Concordia's Thursday Report

Vol. 29, No.1

September 9, 2004


Dinner held on Bay St. for Goodman Institute's first class

By Barbara Black

Photo of Grads

Left to right, at the back, are Nicola Addesa, who was given a cheque for $10,000 for having the highest GPA throughout the program, Oliver Balleani, Nick Koskoletos, Benedetto Vendittelli, and Sean Williams. In the front row are Ben Venditelli, Cara Benvenuti, Michael Svensson and Jay L. Gedge. Svensson, who won $5,000 for having the highest marks in his third year, is also a Concordia employee. Since 2002, he has been a financial analyst, handling the university's investments.
Photo by Andrew Dobrowolskyj

It's unusual for Concordia graduation parties to be held outside Montreal, but on Aug. 7, a celebratory dinner was held on the 27th floor of a sleek skyscraper in Toronto for the first graduation of the Goodman Institute of Investment Management.

The program is more challenging than most of its competitors, because it requires students to complete levels I and II of the CFA program. All the students are focused on careers in investment and are working toward their acceptance as certified financial analysts.

Professor Alan Hochstein, director of the Goodman Institute, says recruiting has not been difficult, “because we have a unique product - a niche, some might say. However, we are still not known. We have hired a public relations person to help us recruit in Toronto.”

It's a three-year program, longer than most other privately run Master's of Business Administration programs.

Currently, 62 students are enrolled. That is almost as many as can be accommodated, because the program is conducted simultaneously in Montreal and Toronto by videoconferencing combined with classroom lectures. The teachers shuttle back and forth to give the students equal opportunities for face-to-face discussion.

The cost to the student is $16,000 per year, a total of $48,000 for the program, which Hochstein said is in line with other private programs. Queen's program is $62,000 and York's is $75,000.

“Ours is an extremely costly program to run, with professors travelling every week, staying in hotels, and so on,” Hochstein said. “I see our fees rising in about two years to allow us to break even.”

Despite the high fees, the program has lost money each of the three years, and is expected to lose money again this year. However, this shortfall was anticipated by alumnus and benefactor Ned Goodman when he set up the program and specified the inclusion of the CFA component.

Scotiabank has given the Goodman Institute $25,000 a year for 10 years. This provides cash awards of $5,000 to the best first-year student, $5,000 to the best second-year student, $5,000 to the best student in the third year alone, and $10,000 to the third-year student who had the highest GPA in the entire program.

“We have consistently doubled the world pass rate in all levels,” Hochstein said proudly, ” and we can do better, as we get more proficient in admitting better students.”

Hochstein has noticed that the students can be very good in class, but if they don't study the extra bit and do additional work, they will not obtain the CFA pass required.
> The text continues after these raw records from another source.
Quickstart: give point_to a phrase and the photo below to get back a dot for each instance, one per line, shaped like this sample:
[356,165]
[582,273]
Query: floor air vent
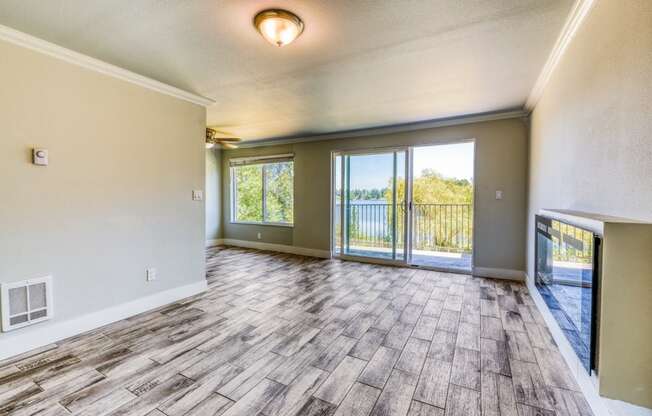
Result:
[26,303]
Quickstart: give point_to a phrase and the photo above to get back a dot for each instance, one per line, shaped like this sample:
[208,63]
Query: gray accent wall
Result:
[501,163]
[116,197]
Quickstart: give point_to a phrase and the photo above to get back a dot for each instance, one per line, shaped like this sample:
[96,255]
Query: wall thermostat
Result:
[40,157]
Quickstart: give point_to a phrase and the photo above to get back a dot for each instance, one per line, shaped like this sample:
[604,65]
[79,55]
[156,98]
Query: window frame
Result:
[234,189]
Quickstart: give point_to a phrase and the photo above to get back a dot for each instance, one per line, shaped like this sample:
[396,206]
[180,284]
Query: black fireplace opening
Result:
[566,276]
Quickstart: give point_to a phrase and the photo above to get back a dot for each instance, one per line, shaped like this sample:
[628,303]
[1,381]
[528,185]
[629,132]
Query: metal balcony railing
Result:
[436,227]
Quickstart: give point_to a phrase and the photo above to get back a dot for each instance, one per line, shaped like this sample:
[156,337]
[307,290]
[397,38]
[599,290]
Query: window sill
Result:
[268,224]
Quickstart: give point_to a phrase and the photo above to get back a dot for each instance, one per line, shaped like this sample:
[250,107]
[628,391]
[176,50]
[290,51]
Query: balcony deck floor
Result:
[284,335]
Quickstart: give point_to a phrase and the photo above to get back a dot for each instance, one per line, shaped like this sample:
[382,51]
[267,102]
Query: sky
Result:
[451,160]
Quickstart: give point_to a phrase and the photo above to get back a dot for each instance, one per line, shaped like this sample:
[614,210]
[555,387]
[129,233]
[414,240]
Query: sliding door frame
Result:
[473,205]
[394,150]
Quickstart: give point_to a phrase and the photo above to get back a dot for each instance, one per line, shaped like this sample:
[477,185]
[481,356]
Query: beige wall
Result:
[501,156]
[591,140]
[116,197]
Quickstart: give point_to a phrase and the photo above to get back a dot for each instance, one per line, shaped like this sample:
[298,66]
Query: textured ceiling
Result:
[359,63]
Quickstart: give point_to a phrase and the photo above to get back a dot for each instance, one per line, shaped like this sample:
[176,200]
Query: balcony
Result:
[442,233]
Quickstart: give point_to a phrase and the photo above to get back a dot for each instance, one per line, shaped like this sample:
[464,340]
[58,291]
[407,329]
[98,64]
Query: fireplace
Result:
[566,276]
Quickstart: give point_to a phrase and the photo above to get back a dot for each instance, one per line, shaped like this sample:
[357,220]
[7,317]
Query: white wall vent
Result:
[26,302]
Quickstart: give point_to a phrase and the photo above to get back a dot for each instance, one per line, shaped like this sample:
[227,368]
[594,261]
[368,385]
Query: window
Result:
[263,190]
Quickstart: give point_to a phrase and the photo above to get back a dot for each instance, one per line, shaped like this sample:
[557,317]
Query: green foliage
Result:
[280,196]
[249,186]
[279,202]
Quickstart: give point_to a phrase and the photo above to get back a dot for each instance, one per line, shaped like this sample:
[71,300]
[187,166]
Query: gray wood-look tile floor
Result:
[283,335]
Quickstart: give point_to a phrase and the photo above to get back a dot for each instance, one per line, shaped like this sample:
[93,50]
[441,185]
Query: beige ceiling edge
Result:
[395,128]
[575,19]
[28,41]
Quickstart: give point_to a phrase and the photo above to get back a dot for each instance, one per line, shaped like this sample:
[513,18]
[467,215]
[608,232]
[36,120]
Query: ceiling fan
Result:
[214,137]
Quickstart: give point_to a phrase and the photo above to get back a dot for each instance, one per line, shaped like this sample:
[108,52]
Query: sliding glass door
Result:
[369,200]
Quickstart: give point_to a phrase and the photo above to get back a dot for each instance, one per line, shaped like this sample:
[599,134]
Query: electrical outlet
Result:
[151,274]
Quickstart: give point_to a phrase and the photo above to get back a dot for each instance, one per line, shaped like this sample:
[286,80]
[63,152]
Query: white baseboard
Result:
[281,248]
[14,343]
[507,274]
[601,406]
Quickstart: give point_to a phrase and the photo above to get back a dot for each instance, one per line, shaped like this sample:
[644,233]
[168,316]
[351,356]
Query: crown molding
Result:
[30,42]
[390,129]
[575,19]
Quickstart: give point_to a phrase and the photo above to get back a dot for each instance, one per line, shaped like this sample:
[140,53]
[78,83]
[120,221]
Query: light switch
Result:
[40,157]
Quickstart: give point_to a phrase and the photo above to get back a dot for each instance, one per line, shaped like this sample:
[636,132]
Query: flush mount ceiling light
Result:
[278,27]
[214,137]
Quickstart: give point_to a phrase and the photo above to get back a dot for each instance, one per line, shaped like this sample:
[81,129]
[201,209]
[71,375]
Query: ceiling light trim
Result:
[31,42]
[391,129]
[575,19]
“My impression is that the strong students do well in the classroom and pass the CFA. The weaker ones do well in the classroom but do not pass the CFA exams.”
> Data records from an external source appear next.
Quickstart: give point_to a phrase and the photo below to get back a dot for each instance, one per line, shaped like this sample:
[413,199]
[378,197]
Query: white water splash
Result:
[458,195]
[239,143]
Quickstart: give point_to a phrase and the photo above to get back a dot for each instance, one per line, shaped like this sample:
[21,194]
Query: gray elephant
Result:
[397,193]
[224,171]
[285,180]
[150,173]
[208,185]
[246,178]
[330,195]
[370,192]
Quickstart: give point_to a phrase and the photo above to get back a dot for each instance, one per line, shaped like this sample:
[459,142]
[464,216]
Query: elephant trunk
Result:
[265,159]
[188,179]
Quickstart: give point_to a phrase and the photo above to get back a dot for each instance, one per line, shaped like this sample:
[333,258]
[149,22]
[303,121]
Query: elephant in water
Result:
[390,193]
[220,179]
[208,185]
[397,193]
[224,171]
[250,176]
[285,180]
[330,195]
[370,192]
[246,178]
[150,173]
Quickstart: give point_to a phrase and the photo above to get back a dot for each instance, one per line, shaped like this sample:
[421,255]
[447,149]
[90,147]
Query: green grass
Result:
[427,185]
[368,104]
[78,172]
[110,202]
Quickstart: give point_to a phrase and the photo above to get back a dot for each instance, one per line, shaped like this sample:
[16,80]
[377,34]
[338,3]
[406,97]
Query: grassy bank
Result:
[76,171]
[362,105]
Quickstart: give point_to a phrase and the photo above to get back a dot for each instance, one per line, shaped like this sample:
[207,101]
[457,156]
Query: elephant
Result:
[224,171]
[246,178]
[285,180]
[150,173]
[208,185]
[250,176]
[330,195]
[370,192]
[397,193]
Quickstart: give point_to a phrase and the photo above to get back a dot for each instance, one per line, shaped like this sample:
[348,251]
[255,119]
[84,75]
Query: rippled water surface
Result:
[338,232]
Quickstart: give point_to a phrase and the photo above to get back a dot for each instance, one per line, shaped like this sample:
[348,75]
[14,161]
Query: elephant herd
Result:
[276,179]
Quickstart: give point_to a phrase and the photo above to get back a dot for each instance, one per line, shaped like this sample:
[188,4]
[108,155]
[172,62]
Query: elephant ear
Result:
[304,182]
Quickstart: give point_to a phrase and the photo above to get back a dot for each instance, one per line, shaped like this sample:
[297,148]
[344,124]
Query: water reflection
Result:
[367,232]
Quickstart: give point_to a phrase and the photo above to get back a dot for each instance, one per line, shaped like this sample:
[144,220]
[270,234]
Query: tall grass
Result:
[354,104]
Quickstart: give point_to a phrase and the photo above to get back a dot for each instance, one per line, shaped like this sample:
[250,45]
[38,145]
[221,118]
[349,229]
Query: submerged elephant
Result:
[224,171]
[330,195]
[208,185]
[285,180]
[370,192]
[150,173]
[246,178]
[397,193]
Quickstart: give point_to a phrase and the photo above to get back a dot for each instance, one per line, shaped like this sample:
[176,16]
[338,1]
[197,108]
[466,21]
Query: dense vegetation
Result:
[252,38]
The Institute recently signed a contract with Beijing Normal University.

“We will have a special China cohort and they will not be part of the regular stream,” Hochstein explained.“ The first year will be offered in China, with professors accepted by the director. Then, when the students in Beijing Normal pass our courses and CFA level I, they can come to Montreal to study here for years 2 and 3.”

Two Concordia professors, Stephen Wong and Mohammed Kamzan, are already in China teaching these students, while Cynthia Law, Assistant Director, International Programs, holds the administrative fort here in Montreal. The first group of Chinese students is expected here next September.